French Seafood at the Source: Bistrot de l’Ecailler’s Perfect Seafood Platter
The first time I ever had them, I had no idea what to do with them. Michael and I were on our second trip to France and we’d been invited to a friend’s home for lunch. When we arrived, we discovered that it was her brother’s 21st birthday and 30 — count’em — family members were gathered around the table to celebrate the occasion with lunch. We got there just as huge bowls of bigourneaux were being passed around … along with nails! The nails were used to pull (sometimes yank) the snail-ish creatures out of their shells. The process was messy and fun (once I got the hang of it). It’s the kind of food that just about forces strangers to become friends – it’s hard not to be friendly when you’re playing with your food. Of course there isn’t a time when I have bigourneaux that I don’t think of that lunch.
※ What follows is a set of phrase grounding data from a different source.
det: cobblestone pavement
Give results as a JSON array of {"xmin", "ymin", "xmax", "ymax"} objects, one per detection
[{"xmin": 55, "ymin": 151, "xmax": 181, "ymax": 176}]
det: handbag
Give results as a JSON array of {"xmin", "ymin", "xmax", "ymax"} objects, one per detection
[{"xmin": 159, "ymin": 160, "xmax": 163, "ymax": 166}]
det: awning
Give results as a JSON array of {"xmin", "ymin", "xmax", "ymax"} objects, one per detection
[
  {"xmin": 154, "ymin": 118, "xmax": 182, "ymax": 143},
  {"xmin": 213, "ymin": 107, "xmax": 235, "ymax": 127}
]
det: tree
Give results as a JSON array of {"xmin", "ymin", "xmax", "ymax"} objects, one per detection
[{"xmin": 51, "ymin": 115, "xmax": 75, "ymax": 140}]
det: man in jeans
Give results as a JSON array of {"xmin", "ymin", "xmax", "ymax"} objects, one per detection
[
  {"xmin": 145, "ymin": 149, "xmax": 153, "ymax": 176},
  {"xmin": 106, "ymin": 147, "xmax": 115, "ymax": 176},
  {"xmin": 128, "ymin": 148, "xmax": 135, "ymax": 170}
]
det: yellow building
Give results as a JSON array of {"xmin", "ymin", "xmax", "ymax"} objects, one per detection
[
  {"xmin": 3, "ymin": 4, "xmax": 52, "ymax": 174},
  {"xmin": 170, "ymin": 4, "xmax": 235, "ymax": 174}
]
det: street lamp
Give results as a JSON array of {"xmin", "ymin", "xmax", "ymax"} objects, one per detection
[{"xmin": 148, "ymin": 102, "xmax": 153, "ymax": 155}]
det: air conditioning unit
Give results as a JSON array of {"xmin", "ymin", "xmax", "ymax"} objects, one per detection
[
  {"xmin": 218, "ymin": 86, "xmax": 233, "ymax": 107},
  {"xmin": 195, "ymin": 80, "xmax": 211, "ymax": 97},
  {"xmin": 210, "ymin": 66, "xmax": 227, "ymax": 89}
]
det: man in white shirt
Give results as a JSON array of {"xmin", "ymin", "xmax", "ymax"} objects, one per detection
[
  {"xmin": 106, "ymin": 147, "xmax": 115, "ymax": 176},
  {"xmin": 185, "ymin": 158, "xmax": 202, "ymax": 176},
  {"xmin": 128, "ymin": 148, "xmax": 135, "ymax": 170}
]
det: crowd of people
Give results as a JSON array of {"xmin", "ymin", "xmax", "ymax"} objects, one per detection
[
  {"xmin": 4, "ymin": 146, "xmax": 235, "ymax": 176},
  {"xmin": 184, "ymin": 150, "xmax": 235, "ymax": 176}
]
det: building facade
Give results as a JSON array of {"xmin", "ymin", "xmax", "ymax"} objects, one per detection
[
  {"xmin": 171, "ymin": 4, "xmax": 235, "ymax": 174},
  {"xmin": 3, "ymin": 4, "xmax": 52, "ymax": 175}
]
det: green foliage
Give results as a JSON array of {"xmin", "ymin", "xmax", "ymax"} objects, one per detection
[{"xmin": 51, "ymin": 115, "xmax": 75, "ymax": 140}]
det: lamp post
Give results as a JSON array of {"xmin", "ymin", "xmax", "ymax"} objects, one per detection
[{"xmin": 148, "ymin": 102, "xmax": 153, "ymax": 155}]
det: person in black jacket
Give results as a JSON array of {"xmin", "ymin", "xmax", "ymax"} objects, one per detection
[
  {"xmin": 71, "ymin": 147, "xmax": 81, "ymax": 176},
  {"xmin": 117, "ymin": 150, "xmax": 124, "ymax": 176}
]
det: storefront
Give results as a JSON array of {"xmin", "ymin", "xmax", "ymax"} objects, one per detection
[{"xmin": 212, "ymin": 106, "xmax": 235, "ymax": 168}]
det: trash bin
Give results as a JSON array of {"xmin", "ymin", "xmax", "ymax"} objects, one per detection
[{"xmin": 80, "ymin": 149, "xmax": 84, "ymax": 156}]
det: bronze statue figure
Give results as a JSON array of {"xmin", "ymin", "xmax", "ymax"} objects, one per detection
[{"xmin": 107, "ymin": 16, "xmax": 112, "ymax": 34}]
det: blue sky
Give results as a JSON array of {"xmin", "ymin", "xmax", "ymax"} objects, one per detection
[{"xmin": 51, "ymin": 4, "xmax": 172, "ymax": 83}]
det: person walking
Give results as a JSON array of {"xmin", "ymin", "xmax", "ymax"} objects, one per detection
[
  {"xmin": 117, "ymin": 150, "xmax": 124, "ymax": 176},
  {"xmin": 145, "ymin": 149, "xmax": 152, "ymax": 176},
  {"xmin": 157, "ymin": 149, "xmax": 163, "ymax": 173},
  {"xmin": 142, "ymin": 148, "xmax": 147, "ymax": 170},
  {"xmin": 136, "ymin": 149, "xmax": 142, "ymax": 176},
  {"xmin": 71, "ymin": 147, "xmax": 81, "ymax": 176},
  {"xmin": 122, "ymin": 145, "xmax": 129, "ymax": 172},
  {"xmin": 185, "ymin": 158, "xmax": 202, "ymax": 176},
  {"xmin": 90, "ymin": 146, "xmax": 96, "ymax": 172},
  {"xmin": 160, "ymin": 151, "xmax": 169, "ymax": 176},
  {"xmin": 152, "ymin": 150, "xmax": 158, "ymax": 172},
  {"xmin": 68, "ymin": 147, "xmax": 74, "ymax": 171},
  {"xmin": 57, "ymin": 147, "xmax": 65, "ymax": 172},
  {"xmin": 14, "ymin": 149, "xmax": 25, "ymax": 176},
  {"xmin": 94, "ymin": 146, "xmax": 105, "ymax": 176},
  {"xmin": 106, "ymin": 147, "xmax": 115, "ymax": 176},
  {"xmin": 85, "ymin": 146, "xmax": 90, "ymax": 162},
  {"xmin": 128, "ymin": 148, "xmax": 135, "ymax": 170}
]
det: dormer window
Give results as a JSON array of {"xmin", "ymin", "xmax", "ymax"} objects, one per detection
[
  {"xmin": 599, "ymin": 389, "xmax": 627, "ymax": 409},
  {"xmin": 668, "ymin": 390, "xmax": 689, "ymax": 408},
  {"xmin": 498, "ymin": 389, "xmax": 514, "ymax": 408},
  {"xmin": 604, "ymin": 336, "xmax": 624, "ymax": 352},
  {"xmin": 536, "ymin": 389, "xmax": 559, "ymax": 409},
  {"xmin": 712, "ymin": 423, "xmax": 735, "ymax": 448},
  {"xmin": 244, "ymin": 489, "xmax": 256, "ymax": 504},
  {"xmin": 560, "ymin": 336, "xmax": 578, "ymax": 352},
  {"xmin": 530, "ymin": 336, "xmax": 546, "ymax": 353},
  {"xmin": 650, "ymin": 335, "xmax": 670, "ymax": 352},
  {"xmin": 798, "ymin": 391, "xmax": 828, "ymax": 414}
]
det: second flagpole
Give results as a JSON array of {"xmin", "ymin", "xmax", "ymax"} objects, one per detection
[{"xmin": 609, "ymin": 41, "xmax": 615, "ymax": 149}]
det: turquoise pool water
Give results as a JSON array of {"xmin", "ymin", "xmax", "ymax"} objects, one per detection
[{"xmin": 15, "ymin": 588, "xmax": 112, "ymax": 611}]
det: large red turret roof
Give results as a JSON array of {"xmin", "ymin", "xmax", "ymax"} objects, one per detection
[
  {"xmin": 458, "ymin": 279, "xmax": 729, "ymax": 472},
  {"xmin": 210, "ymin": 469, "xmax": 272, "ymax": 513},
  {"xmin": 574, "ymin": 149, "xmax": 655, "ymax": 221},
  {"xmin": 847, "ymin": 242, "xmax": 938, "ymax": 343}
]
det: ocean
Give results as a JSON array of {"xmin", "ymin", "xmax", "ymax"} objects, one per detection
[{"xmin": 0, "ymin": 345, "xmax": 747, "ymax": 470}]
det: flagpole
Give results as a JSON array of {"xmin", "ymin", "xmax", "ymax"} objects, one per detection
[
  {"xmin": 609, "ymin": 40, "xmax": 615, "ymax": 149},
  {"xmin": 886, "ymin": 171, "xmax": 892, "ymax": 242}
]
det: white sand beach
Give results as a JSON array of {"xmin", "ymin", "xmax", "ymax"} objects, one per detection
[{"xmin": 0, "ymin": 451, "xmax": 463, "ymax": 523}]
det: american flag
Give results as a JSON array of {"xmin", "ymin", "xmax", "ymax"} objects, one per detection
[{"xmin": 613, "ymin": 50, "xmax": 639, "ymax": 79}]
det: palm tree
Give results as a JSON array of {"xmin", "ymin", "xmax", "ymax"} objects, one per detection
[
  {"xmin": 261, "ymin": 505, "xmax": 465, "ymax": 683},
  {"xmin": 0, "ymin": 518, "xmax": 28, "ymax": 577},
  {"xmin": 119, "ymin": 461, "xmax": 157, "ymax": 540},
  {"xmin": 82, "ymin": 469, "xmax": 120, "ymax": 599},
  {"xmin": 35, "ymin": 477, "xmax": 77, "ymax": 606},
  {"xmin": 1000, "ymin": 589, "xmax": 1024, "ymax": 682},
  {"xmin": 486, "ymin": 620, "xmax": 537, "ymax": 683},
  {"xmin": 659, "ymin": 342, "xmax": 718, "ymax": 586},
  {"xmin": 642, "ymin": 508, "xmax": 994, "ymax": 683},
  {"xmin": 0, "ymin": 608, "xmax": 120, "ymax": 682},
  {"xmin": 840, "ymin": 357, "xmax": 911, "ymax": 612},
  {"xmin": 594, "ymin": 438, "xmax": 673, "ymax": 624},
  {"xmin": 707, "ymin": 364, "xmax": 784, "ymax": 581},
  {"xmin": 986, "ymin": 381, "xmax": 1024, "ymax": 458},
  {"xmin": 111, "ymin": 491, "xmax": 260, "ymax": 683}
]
Bigourneaux are part of most plateaux fruits de mer, or French seafood platters, and they turned up regularly in Brittany. They appeared again in this most fabulous plateaux (again from Bistrot de l’Ecailler). Starting at the lower left with the bigourneaux there are:
Brittany oysters, the creux kind, with deep spoon-like shells; and then flat, round Belon oysters – when I had Belons on the Port de Belon, I pinched myself to prove it was real; next there are crevettes roses, big pink shrimp (can you see their heads popping up between the crab’s claws?); and bulots, or whelks, which are hidden behind the shrimp; and two kinds of clams: palourdes and the smalleramandes; tiny gray shrimp, crevettes grises, in the seashell; and, completing the circle, langoustines, which had just come into season two weeks earlier (when I wasn’t eating oysters on this trip, I was eating fresh-from-the-sea langoustines and smiling foolishly, I’m sure). In the center of the plateau was a gorgeous araignée de mer, a spider crab.
Looking at this platter, you might think that I shared this with Michael … but you’d be wrong. This was a platter for one and only one person ate it: moi. Michael had Sole Meunier, a perfect sole meunier.
I know, I know, it looks so spare compared to my generous plateau, but perfection comes in all sizes.